Я поднимаюсь за ним, и мы идем дальше. Он шагает медленно, как будто не хочет быть нигде, кроме как в парке со мной.

— Ты так и не сказал мне, откуда ты, — говорю я, толкнув его плечом. — Твой ответ несколько неопределенный.

Уголки его губ приподнимаются в улыбке, как будто ему нравится, что я не боюсь на него надавить.

— Мой отец служил в армии.
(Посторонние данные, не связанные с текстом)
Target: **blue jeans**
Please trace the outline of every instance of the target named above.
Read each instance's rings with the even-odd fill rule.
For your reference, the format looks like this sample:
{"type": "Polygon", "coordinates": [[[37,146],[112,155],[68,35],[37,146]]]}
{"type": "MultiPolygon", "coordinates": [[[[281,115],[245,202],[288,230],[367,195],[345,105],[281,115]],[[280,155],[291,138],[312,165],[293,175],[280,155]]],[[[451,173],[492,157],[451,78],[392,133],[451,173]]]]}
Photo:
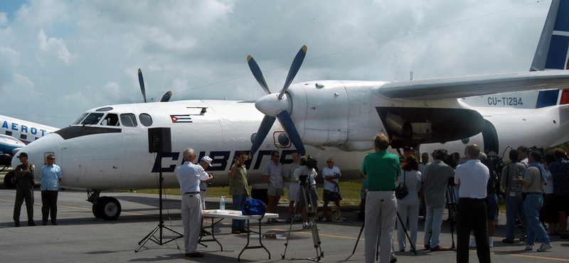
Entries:
{"type": "MultiPolygon", "coordinates": [[[[233,210],[240,211],[243,203],[247,200],[247,195],[233,195],[233,210]]],[[[231,220],[231,230],[239,230],[245,227],[245,220],[231,220]]]]}
{"type": "Polygon", "coordinates": [[[521,222],[523,224],[523,229],[528,229],[526,211],[523,209],[523,200],[515,196],[508,196],[506,199],[506,239],[507,240],[514,241],[514,239],[516,238],[514,230],[519,213],[521,222]]]}
{"type": "Polygon", "coordinates": [[[547,235],[543,225],[539,221],[539,210],[543,205],[543,195],[541,193],[530,193],[526,197],[523,202],[523,209],[526,210],[526,218],[528,221],[528,239],[526,245],[533,245],[537,237],[539,242],[546,244],[551,243],[549,235],[547,235]]]}
{"type": "Polygon", "coordinates": [[[425,220],[425,245],[431,248],[439,245],[440,241],[440,226],[442,225],[442,215],[445,213],[445,205],[433,208],[427,205],[427,215],[425,220]],[[432,232],[431,235],[429,232],[432,232]],[[431,237],[429,244],[429,237],[431,237]]]}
Мы много переезжали. Когда я стал учиться в средней школе, мы осели на восточном побережье. Думаю, можно сказать, что по большей части я из Новой Англии.

— Только без акцента.

— Точно. Акцента нет.

— Мог бы сказать, что ты из Небраски, и я бы даже не стала раздумывать дважды.

— Никогда там не жил, — качает он головой. — Насколько я помню.

— В каком университете ты учился?

— В Ю-Масс в Амхерсте10, — говорит он. — Это была альма-матер моего опекуна, и он смог оплатить там учебу, поэтому я поступил туда.